Nursing is a surprisingly fast moving industry with new technologies entering from every side. There are new medicines that nurses have to administer, new diseases that nurses have to monitor, and new medical technology that nurses have to learn to use.
As a nurse it is important for you to understand that, though your job requirements and objectives will remain on the whole relatively the same throughout your career, many changes, expected and unexpected, will occur that you will have to learn to adapt to.
For example, if you take a look at the administration of medicine through drip machines (in which there is a pipe that leads directly to the patients vein and medicine is administered on a continual basis), initially drip machines had a different way of setting the dosage (measured in drips per minute) and nowadays there are many computerized/digital drip machines in which you can input a full schedule for the patient.
These changes, like other changes in life, need to be adapted to and understood. If a nurse does not have a complete grasp of how a digital drip machine works then she may be more prone to error and giving the incorrect treatment to a patient which may even result in death (say in the administering of insulin, too much insulin can easily lead to a quick death).

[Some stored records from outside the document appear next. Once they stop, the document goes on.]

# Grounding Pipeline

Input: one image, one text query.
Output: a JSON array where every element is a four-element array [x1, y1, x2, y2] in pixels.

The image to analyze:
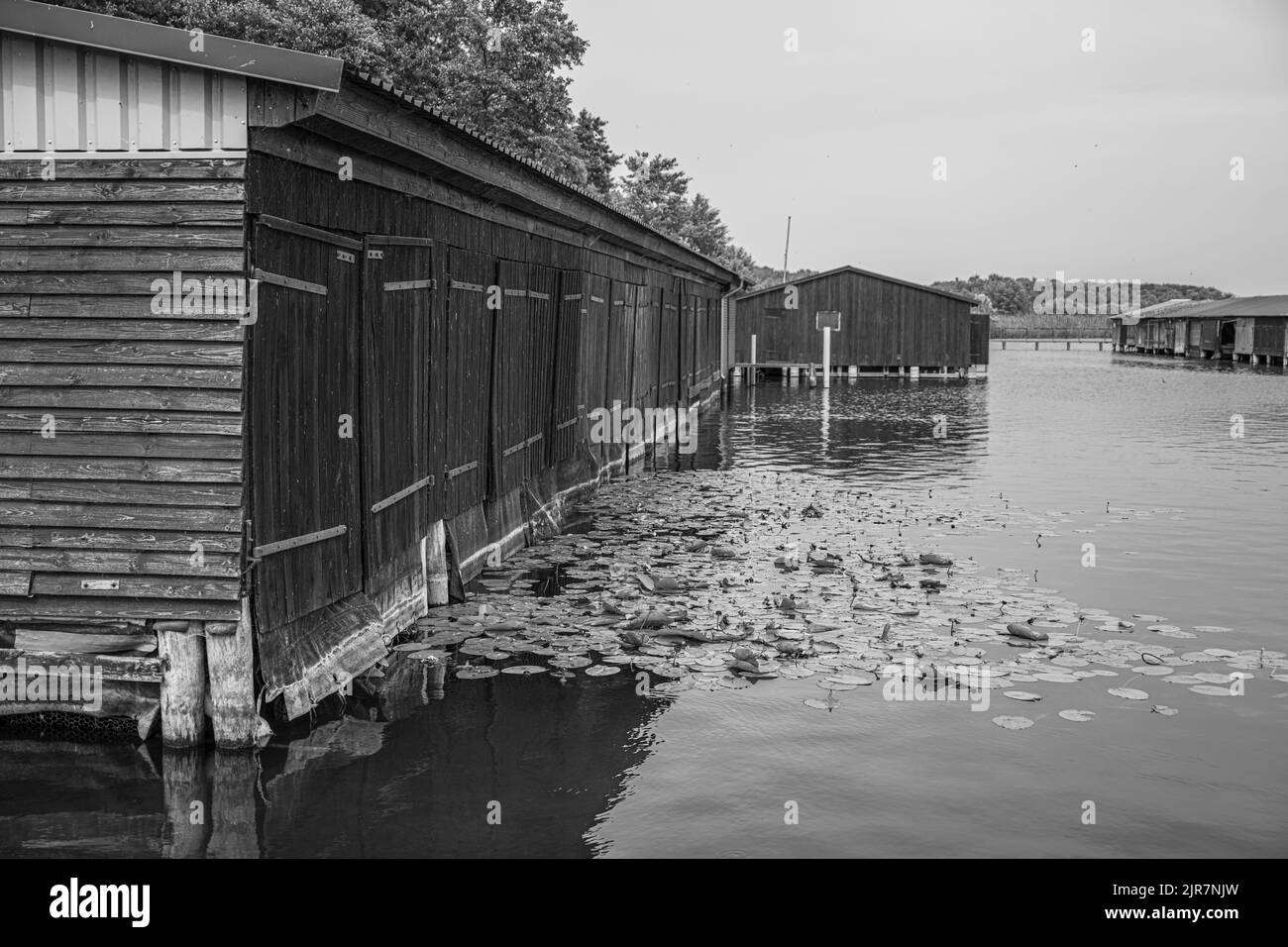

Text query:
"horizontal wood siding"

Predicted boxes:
[[0, 157, 246, 621]]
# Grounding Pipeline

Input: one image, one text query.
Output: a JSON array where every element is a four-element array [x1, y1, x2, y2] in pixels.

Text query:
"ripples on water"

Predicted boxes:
[[0, 347, 1288, 857]]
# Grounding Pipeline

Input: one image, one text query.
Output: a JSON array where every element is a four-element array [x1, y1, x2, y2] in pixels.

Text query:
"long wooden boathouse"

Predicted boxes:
[[0, 0, 737, 746], [1109, 295, 1288, 368], [729, 266, 988, 374]]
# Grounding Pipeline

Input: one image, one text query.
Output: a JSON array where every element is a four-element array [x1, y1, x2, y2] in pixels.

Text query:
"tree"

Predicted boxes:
[[574, 108, 622, 197]]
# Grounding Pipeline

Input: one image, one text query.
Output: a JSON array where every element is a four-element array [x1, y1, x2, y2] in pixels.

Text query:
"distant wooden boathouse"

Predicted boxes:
[[0, 0, 737, 746], [729, 266, 988, 374], [1109, 295, 1288, 366]]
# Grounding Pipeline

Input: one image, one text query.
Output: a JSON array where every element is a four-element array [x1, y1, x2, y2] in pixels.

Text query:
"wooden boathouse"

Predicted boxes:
[[728, 266, 988, 377], [0, 0, 737, 746], [1109, 295, 1288, 368]]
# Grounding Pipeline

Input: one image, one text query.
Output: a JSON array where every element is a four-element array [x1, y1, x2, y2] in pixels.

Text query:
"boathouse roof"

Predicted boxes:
[[0, 0, 741, 284], [734, 265, 979, 305], [1140, 295, 1288, 320]]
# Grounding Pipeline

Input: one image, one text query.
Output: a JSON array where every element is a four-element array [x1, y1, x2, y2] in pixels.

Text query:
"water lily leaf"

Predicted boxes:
[[993, 716, 1033, 730], [802, 697, 841, 710], [1060, 710, 1096, 723], [456, 665, 499, 681], [1109, 686, 1149, 701]]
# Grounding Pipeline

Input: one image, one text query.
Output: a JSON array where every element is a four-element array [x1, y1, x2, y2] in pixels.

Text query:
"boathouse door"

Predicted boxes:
[[361, 236, 443, 579], [246, 217, 364, 629]]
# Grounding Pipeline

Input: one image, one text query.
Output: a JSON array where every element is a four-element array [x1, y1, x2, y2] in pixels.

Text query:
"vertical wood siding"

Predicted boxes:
[[0, 34, 246, 154]]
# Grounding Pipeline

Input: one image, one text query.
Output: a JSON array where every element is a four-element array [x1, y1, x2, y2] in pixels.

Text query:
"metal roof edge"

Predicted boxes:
[[344, 65, 742, 284]]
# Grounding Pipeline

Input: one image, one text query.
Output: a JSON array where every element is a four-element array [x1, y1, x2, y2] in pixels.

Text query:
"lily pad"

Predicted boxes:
[[1060, 710, 1096, 723], [993, 716, 1033, 730], [1109, 686, 1149, 701]]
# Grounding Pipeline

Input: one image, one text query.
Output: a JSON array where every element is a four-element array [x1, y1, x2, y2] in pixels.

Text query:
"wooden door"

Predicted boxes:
[[361, 236, 443, 579], [248, 217, 364, 630]]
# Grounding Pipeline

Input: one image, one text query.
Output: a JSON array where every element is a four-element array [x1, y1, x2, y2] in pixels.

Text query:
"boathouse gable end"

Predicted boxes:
[[0, 3, 737, 746], [729, 266, 988, 373]]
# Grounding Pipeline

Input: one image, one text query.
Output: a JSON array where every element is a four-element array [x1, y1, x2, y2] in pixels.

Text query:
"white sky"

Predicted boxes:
[[564, 0, 1288, 295]]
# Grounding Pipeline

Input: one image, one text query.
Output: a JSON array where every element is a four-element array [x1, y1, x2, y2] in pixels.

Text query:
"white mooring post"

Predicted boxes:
[[823, 326, 832, 388]]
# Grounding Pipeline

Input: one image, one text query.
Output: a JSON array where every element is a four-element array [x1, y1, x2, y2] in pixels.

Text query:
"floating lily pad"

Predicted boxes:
[[1060, 710, 1096, 723], [1190, 684, 1234, 697], [993, 716, 1033, 730], [456, 665, 499, 681], [1109, 686, 1149, 701]]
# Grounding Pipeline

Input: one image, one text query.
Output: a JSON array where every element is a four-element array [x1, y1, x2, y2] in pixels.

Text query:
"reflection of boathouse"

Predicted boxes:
[[1109, 295, 1288, 366]]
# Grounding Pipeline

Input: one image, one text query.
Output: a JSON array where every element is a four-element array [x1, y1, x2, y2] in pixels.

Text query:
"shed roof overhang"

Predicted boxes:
[[0, 0, 344, 91]]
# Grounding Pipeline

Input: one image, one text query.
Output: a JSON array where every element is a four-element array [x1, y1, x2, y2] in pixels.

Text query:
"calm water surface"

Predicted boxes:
[[0, 347, 1288, 857]]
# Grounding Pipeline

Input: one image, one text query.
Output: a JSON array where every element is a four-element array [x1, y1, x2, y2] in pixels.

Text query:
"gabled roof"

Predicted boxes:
[[0, 0, 344, 91], [1140, 295, 1288, 320], [734, 266, 979, 305]]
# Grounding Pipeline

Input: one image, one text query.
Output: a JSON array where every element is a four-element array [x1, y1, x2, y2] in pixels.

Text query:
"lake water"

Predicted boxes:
[[0, 346, 1288, 857]]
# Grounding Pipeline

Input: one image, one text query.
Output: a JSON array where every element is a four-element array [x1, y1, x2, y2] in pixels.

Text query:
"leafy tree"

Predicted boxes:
[[574, 108, 622, 197]]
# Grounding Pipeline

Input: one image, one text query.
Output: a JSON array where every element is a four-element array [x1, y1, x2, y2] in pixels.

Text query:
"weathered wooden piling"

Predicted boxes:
[[425, 519, 451, 605], [205, 603, 268, 749], [156, 621, 206, 747]]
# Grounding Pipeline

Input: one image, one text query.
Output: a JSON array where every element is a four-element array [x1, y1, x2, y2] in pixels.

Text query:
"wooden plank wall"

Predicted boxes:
[[0, 155, 245, 621], [0, 33, 246, 158]]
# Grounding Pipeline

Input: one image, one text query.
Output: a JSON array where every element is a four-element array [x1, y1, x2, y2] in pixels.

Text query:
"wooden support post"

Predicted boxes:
[[425, 519, 450, 605], [206, 753, 261, 858], [156, 621, 206, 746], [206, 599, 265, 750], [823, 326, 832, 388], [161, 747, 210, 858]]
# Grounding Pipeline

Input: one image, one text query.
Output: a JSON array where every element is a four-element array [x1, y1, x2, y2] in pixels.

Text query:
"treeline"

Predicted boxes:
[[930, 273, 1232, 314], [54, 0, 768, 281]]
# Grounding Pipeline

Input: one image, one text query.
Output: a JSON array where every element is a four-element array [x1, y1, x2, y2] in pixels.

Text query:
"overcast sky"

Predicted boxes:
[[564, 0, 1288, 295]]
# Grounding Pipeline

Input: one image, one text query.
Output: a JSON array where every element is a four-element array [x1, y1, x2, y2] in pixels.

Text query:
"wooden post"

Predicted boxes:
[[155, 621, 206, 746], [425, 519, 450, 605], [206, 599, 265, 750], [823, 326, 832, 388]]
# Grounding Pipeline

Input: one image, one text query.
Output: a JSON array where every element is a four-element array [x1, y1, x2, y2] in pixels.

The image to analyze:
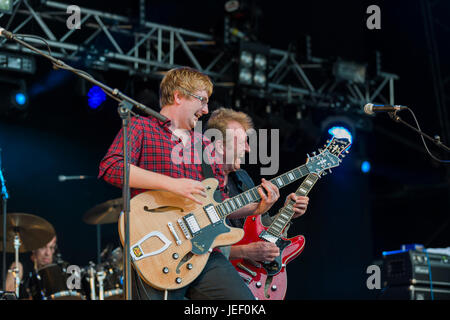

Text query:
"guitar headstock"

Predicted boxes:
[[306, 136, 351, 177]]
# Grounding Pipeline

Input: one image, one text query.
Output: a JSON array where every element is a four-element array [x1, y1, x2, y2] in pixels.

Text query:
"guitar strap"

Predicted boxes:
[[194, 142, 223, 202]]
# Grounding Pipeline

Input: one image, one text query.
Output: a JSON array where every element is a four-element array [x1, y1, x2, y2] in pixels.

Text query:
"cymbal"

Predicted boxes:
[[0, 213, 55, 252], [83, 198, 123, 224]]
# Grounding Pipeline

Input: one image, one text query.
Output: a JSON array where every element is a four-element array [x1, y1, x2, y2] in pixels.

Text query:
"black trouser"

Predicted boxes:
[[131, 251, 255, 300]]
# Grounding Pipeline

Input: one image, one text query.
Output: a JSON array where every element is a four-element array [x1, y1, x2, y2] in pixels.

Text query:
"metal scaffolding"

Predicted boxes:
[[0, 0, 398, 112]]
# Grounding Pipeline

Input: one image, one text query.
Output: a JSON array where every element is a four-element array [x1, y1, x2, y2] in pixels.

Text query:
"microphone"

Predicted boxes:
[[58, 175, 93, 182], [0, 27, 14, 40], [364, 103, 408, 114]]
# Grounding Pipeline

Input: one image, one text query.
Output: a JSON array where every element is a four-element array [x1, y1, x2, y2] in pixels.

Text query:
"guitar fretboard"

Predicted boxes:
[[267, 174, 319, 237], [215, 165, 310, 219]]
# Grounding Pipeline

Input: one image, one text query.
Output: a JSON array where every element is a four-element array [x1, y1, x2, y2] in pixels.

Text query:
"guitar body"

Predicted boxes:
[[118, 178, 244, 290], [231, 215, 305, 300]]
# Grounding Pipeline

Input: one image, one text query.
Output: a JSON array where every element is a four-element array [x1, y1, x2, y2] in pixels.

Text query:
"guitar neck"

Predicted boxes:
[[215, 165, 310, 218], [267, 174, 319, 237]]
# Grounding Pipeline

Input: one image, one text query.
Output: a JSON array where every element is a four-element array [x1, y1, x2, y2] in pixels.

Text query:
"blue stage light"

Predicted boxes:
[[361, 161, 370, 173], [15, 92, 27, 106], [328, 127, 353, 143], [88, 86, 106, 109]]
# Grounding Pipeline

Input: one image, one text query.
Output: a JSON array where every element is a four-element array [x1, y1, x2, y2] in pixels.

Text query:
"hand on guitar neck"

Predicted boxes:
[[284, 193, 309, 218], [230, 193, 309, 262]]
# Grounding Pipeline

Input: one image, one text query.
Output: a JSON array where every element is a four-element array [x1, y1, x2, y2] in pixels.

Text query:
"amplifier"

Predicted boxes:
[[0, 291, 17, 300], [383, 250, 450, 288], [379, 285, 450, 300]]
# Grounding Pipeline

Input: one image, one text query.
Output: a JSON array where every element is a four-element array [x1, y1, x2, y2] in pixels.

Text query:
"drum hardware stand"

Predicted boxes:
[[88, 261, 97, 300], [0, 149, 9, 288], [12, 231, 21, 299], [0, 28, 167, 300], [97, 268, 106, 300]]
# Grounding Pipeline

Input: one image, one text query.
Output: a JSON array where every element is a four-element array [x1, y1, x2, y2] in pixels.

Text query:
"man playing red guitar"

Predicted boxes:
[[207, 108, 309, 261]]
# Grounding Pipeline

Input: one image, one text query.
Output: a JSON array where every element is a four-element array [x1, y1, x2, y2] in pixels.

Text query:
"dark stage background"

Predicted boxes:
[[0, 0, 450, 299]]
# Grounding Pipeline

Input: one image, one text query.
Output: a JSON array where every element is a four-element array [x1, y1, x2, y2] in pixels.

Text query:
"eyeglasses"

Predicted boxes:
[[183, 89, 208, 107]]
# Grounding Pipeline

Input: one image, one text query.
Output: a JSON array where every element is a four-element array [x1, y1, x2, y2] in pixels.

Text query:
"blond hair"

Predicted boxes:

There are going to be more and faster changes in the near future as the nursing shortage worsens new technologies will rise to help nurses do their jobs more efficiently. There are Japanese companies which are making robots which will help nurses and nursing aides to do their job better as well. An Israeli company is making a wearable robotic jacket-like thing which will help nursing aides lift and carry things with much less effort. The future for nursing looks very promising.